He's letting us down and he's _letting the whole class down_.


----------



## The Groke (Sep 7, 2009)

@ VP.

Is really worth trying the manual control - without it I find that the AI team-mates just shoot their load in the first 3 seconds of a battle and usually, not over my preferred target.

By Pausing and tactically using their powers to say, concentrate on the biggest threat, explode a group of enemies close together or turn the AI of a bot against it's team-mates, you can really start to cut through groups of bad-guys like the proverbial.

Adds an extra satisfying edge to the combat and really helps you to learn about the various powers and upgrades.

I like the vanguard or Adept classes myself - the lift and throw powers are incredibly powerful once levelled up a few times. Being able to simultaneously lift 4 or so bad-guys right at the start of the fight, have Tali overload their shields and then send Wrex or whatsherface in with the heavy guns to finish them off before they even hit the ground is well worth it.


----------



## tommers (Sep 7, 2009)

The Groke said:


> He's letting us down and he's _letting the whole class down_.



I'm going to hold my hand up too.

It's weird, I loved KOTOR, but something about mass effect made me want to slit my wrists.  I think it's the citadel.  It's SO boring.  I just gave up.  They dialogued me to death.


----------



## sorearm (Sep 7, 2009)




----------



## Vintage Paw (Sep 8, 2009)

I'll admit, I wish the Citadel was more ... _engaging_. First time around it wasn't too bad, although as I got through with all its assignments I wished there were more ways to interact with it. Second time around and I am finding it a chore to get through all the Citadel assignments. 

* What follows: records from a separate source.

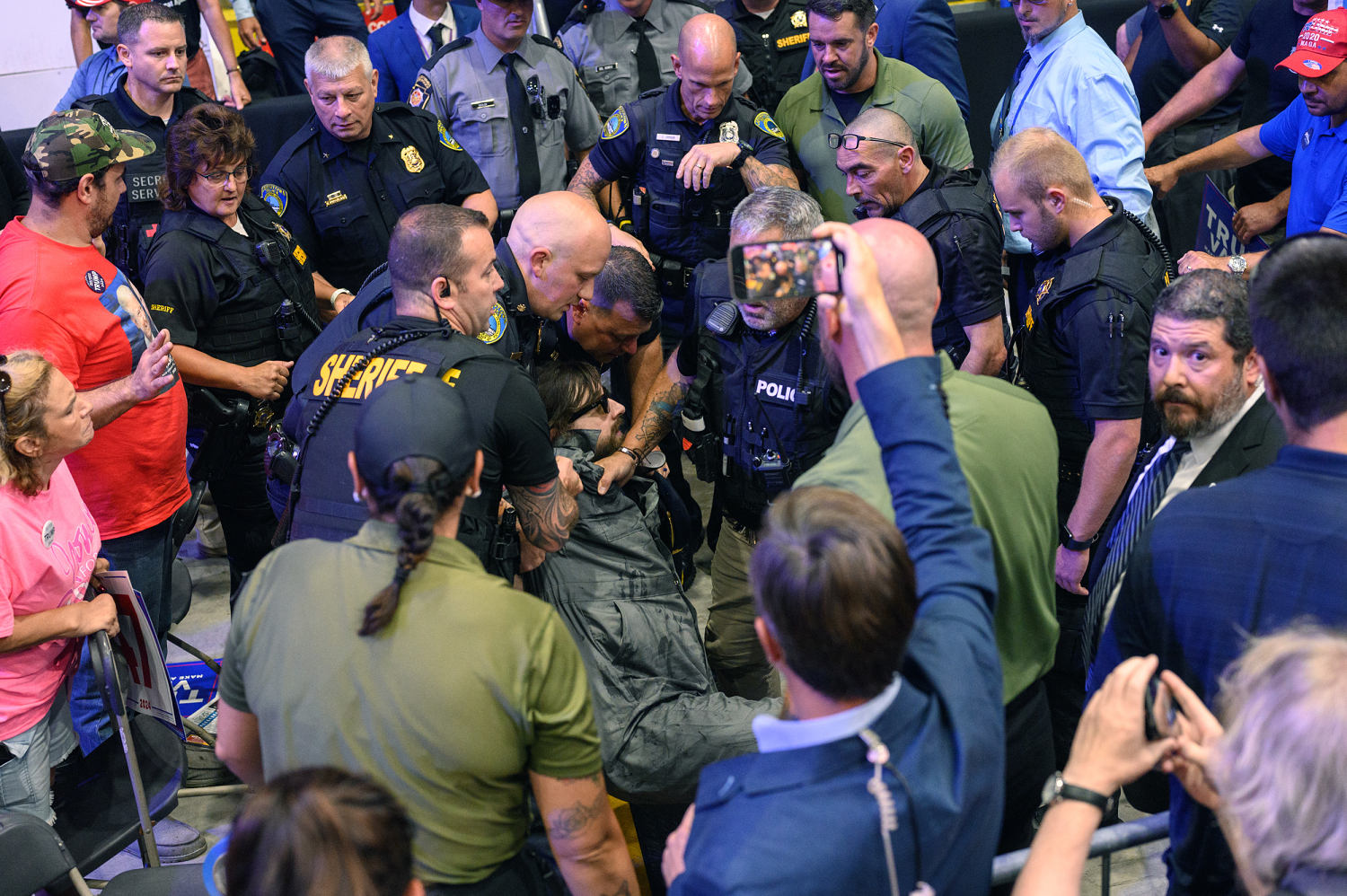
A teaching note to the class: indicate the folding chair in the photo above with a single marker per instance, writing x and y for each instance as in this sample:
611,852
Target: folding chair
34,857
124,786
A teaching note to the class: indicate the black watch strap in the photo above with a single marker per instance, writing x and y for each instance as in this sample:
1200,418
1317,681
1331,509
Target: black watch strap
1072,543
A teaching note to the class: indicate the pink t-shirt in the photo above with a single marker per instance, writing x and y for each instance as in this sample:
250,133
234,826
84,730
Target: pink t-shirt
48,545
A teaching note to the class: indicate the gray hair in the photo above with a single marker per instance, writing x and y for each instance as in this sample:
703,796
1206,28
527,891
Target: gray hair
1281,767
627,277
1211,295
786,209
334,58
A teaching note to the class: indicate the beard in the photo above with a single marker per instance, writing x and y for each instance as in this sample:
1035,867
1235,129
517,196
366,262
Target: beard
1204,417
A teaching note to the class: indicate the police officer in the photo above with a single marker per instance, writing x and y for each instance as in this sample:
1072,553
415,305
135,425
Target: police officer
148,99
762,408
773,38
1083,353
512,100
694,151
232,287
955,210
625,48
444,277
355,166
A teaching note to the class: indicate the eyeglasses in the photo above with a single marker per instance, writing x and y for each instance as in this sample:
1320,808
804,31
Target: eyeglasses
5,384
853,140
217,178
598,404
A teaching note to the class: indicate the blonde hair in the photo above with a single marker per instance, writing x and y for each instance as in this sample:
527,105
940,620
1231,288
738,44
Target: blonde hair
24,412
1281,767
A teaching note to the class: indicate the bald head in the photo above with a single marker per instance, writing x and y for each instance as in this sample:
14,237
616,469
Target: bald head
1037,159
884,124
560,242
705,65
708,37
908,277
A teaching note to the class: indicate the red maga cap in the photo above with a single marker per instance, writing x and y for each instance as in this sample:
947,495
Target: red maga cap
1322,46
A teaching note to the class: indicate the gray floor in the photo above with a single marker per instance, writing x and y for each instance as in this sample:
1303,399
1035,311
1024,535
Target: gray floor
1134,872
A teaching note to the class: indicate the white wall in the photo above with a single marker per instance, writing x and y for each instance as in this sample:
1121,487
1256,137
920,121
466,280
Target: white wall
35,59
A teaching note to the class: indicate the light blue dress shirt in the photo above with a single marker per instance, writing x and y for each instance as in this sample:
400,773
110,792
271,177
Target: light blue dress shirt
1075,85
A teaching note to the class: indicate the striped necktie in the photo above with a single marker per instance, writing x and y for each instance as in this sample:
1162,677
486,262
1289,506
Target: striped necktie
1136,518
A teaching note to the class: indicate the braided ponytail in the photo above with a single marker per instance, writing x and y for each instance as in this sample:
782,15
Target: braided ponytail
417,492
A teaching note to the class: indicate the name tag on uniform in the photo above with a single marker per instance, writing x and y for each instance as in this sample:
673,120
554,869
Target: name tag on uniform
779,391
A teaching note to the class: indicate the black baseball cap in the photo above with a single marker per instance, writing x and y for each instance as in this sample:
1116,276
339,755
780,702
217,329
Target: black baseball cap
415,415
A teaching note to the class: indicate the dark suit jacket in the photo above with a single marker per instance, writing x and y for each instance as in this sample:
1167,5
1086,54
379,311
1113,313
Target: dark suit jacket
396,53
1252,444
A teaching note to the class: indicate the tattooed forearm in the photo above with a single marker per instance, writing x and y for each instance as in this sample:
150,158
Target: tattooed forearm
586,182
768,175
565,823
659,415
546,514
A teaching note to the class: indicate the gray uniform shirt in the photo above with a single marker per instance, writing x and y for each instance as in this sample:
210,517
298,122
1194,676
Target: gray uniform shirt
603,50
465,85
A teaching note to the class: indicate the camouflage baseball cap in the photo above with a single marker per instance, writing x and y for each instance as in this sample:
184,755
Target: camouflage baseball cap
78,142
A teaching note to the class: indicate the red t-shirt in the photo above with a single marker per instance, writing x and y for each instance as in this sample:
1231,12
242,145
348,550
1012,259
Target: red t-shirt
80,312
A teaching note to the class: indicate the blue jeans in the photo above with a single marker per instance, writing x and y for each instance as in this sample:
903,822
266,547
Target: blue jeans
147,558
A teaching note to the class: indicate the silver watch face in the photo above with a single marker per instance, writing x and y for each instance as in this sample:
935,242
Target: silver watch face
1051,788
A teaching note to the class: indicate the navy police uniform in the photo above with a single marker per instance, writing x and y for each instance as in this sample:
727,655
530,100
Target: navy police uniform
463,83
600,38
958,215
139,209
773,48
770,409
508,419
341,199
1083,352
209,285
646,140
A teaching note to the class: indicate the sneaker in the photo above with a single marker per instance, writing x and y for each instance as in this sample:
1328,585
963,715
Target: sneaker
175,841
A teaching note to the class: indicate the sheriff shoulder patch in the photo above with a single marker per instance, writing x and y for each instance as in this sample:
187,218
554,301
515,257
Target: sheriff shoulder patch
275,197
616,124
495,325
449,143
767,126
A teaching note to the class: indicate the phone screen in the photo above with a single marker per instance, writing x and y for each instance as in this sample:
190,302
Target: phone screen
789,269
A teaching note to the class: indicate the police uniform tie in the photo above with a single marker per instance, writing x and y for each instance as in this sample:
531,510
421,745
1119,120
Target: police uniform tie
999,135
1136,518
520,119
647,64
436,35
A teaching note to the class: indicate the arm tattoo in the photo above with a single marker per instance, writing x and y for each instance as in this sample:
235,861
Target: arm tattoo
659,417
566,823
546,514
757,175
586,182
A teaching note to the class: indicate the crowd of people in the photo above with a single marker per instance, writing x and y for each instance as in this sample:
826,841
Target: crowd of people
450,356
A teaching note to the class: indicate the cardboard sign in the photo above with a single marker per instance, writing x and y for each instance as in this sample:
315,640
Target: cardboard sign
147,690
1217,226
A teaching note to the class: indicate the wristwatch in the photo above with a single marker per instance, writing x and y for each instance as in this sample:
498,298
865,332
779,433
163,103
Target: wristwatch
1056,790
745,151
1072,543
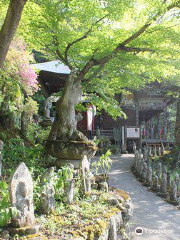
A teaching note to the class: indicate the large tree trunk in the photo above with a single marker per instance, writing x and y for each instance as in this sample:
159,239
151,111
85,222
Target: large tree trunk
177,125
64,127
9,27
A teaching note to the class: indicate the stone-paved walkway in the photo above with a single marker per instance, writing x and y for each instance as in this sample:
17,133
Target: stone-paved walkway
150,211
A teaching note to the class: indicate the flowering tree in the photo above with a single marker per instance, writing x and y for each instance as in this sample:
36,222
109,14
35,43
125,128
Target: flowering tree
17,72
9,27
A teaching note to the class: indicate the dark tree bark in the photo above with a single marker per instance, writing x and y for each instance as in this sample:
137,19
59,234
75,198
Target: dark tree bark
177,125
9,27
64,127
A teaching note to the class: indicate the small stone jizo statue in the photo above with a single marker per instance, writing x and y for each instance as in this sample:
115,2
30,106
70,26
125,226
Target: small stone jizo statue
47,205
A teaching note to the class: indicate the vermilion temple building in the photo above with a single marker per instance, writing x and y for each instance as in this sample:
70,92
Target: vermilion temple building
146,110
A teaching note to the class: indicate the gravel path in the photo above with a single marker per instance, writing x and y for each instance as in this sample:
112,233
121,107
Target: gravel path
158,219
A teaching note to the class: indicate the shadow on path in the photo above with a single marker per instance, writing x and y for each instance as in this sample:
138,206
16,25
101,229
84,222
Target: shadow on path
158,219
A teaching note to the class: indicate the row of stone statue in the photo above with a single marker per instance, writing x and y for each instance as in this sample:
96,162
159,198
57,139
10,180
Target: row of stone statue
152,150
21,197
156,177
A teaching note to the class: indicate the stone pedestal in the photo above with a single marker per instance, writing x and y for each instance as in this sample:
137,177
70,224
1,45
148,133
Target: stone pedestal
21,197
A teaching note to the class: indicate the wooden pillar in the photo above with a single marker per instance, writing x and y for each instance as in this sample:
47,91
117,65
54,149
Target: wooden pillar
152,128
137,113
159,126
165,120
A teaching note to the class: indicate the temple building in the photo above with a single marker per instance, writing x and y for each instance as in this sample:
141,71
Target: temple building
146,111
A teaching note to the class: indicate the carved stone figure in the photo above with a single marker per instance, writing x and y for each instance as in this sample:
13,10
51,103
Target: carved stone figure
21,196
159,150
47,108
168,147
149,176
139,166
162,150
86,175
173,193
150,151
159,170
5,106
1,148
168,179
164,169
163,187
69,186
140,154
135,159
24,122
98,133
153,165
155,186
47,196
177,180
134,147
145,154
155,151
144,171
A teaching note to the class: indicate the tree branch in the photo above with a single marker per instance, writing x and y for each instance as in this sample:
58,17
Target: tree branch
9,26
83,37
122,46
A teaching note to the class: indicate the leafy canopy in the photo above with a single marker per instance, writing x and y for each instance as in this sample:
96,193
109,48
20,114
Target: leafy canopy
129,43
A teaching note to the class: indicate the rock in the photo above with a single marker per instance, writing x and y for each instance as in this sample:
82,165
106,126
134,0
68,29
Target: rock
1,148
103,186
21,197
47,202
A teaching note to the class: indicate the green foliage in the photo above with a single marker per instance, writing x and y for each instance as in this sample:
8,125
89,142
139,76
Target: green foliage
36,133
5,207
103,165
15,152
79,31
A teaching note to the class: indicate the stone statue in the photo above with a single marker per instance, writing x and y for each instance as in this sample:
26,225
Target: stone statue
168,147
47,108
159,170
155,186
150,151
140,154
24,122
144,171
162,150
98,133
149,176
47,201
153,165
21,197
168,179
1,148
134,147
177,180
164,169
173,193
163,187
159,150
138,166
155,151
5,105
69,185
135,159
79,117
145,154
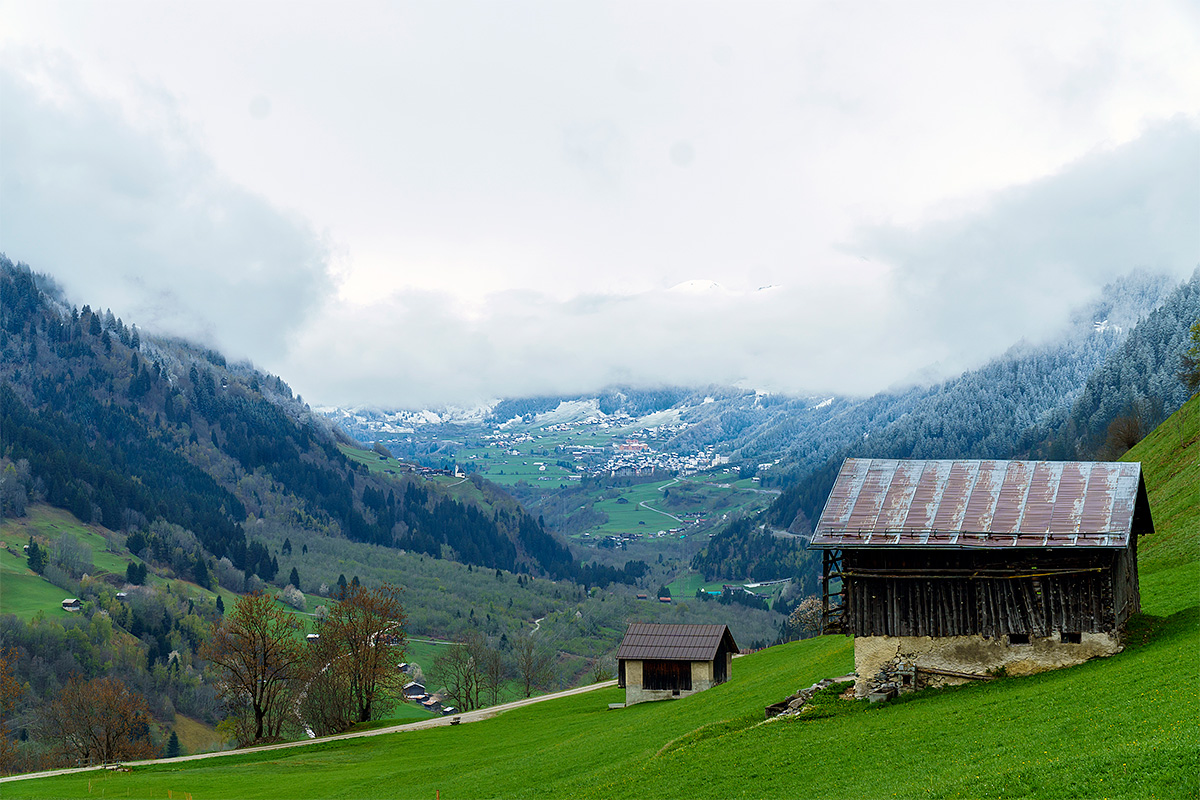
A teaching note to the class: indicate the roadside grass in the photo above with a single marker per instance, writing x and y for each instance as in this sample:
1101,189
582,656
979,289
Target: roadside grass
195,737
1114,727
1122,727
25,594
685,585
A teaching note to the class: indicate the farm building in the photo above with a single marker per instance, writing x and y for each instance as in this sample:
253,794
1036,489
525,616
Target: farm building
948,570
657,662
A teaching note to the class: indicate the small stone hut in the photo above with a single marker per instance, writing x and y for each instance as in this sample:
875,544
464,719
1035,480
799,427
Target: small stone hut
951,570
657,662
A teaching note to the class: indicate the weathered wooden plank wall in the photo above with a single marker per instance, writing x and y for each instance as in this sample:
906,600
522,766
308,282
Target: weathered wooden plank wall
931,593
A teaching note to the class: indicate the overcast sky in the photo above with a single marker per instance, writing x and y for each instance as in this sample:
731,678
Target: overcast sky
413,204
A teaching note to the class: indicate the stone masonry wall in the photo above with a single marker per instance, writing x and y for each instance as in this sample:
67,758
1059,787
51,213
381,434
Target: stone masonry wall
885,661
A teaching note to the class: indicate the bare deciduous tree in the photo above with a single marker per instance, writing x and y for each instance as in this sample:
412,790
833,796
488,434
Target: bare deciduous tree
262,660
363,641
534,662
97,722
455,669
10,691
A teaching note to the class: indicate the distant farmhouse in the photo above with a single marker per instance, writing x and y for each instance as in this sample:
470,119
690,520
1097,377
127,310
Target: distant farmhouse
657,662
949,570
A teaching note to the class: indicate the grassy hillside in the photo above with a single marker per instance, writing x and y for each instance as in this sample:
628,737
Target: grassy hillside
1114,727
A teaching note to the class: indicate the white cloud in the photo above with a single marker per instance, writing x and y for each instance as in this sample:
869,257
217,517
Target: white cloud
511,190
133,216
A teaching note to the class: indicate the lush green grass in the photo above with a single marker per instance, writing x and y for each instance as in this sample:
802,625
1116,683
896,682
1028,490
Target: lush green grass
1122,727
23,593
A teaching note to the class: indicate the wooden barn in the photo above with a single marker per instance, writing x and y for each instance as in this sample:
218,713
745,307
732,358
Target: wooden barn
657,662
951,570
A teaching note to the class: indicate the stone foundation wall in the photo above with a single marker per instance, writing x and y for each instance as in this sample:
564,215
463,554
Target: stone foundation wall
701,679
887,660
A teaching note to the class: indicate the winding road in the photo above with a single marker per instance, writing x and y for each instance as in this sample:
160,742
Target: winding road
469,716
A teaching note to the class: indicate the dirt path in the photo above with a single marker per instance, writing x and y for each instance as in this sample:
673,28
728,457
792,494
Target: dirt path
471,716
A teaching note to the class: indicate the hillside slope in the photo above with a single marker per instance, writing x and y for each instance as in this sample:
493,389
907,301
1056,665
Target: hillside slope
1122,726
124,429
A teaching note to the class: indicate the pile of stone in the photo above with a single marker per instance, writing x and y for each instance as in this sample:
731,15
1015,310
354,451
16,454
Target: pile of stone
798,702
895,677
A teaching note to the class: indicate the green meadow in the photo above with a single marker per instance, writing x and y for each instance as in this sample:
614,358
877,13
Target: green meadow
1117,727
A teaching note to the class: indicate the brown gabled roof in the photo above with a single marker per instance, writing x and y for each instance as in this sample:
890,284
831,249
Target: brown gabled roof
888,503
647,641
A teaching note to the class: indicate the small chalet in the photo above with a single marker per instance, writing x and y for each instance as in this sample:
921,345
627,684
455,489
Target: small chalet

You know what would be perfect? If they melded ME and GTA IV. Jesus. What a game.


----------



## al (Sep 10, 2009)

tommers said:


> I'm going to hold my hand up too.
> 
> It's weird, I loved KOTOR, but something about mass effect made me want to slit my wrists.  I think it's the citadel.  It's SO boring.  I just gave up.  They dialogued me to death.



I've just finished the game and was totally unimpressed, everything takes so long to do - there's hours of useless padding. The dialogue was dull, po-faced and far too much. The combat's kind of alright, though the squad AI was really dumb at times, just standing in the middle of a firefight getting plastered.


----------



## tommers (Sep 10, 2009)

Vintage Paw said:


> You know what would be perfect? If they melded ME and GTA IV. Jesus. What a game.




Nice try.


----------



## Vintage Paw (Sep 10, 2009)

tommers said:


> Nice try.



Nice try at what? Sounds like a great game to me. Couldn't give a shit if it doesn't to you.


----------



## tommers (Sep 11, 2009)

Vintage Paw said:


> Nice try at what? Sounds like a great game to me. Couldn't give a shit if it doesn't to you.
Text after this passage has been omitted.